SALAH satu cara mendapatkan anak bagi mereka yang memiliki gangguan kesuburan adalah dengan program bayi tabung. Tapi, semua tindakan medis memang memiliki risiko, termasuk program bayi tabung.
Risiko yang mungkin bisa terjadi ketika menjalani program bayi tabung di antaranya adalah Sindroma hiperstimulasi ovarium (ovarian hyperstimulation syndrome/OHSS), sekitar 2 persen.
Ada juga risiko kehamilan multipel alias kembar, kehamilan ektopik serta perdarahan atau cedera pembuluh darah dalam rongga perut saat tindakan panen telur, juga risiko infeksi.
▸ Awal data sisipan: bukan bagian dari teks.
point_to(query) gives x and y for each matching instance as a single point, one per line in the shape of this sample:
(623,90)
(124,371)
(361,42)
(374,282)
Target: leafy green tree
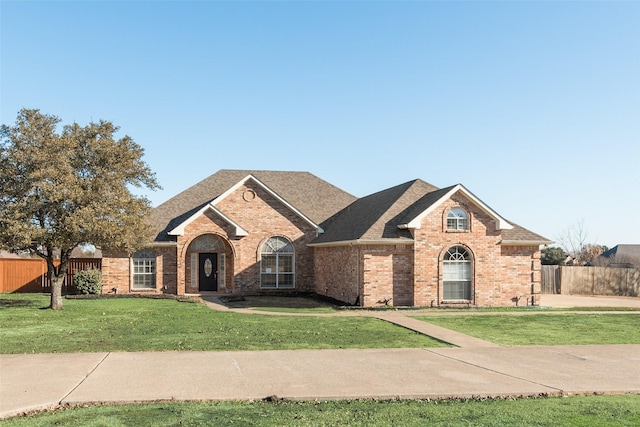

Spesialis kebidanan dan kandungan dr. Shanty Olivia Jasirwan, Sp.OG-KFER dari Universitas Indonesia menyarankan pasangan untuk memilih klinik bayi tabung (IVF) yang memiliki teknologi medis terdepan yang peluang suksesnya lebih besar.
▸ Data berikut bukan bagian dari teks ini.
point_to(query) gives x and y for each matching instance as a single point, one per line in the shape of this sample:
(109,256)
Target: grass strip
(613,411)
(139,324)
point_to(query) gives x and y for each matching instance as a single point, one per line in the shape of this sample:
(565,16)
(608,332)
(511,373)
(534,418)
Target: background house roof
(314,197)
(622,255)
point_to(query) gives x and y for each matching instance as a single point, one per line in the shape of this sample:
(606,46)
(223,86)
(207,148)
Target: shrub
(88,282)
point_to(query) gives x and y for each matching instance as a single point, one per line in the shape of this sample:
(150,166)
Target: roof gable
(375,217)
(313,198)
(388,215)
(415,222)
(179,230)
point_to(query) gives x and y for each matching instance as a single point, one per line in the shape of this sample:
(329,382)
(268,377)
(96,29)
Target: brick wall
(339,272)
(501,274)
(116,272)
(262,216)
"Cek juga bagaimana kompetensi tim dokter yang menangani program bayi tabung, tim perawat, embriologis, bahkan andrologisnya. Beberapa klinik bayi tabung bahkan memiliki maternity counsellor yang secara personal mendampingi pasien dan program bayi tabung dibuat sesuai kebutuhan pasien," tuturnya.
Selain itu, angka keberhasilan bayi tabung tergantung dari usia calon ibu dan penyebab infertilitas pasangan. Pada umumnya, angka keberhasilan dapat mencapai 40-50 persen pada pasangan dengan usia calon ibu berusia kurang dari 35 tahun.
Sementara, pada pasangan dengan usia calon ibu berusia 35-40 tahun, tingkat keberhasilannya sekitar 25-35 persen. Sedangkan keberhasilan program IVF yang diikuti oleh calon ibu berusia di atas 40 tahun, angka keberhasilannya sekitar 10 persen.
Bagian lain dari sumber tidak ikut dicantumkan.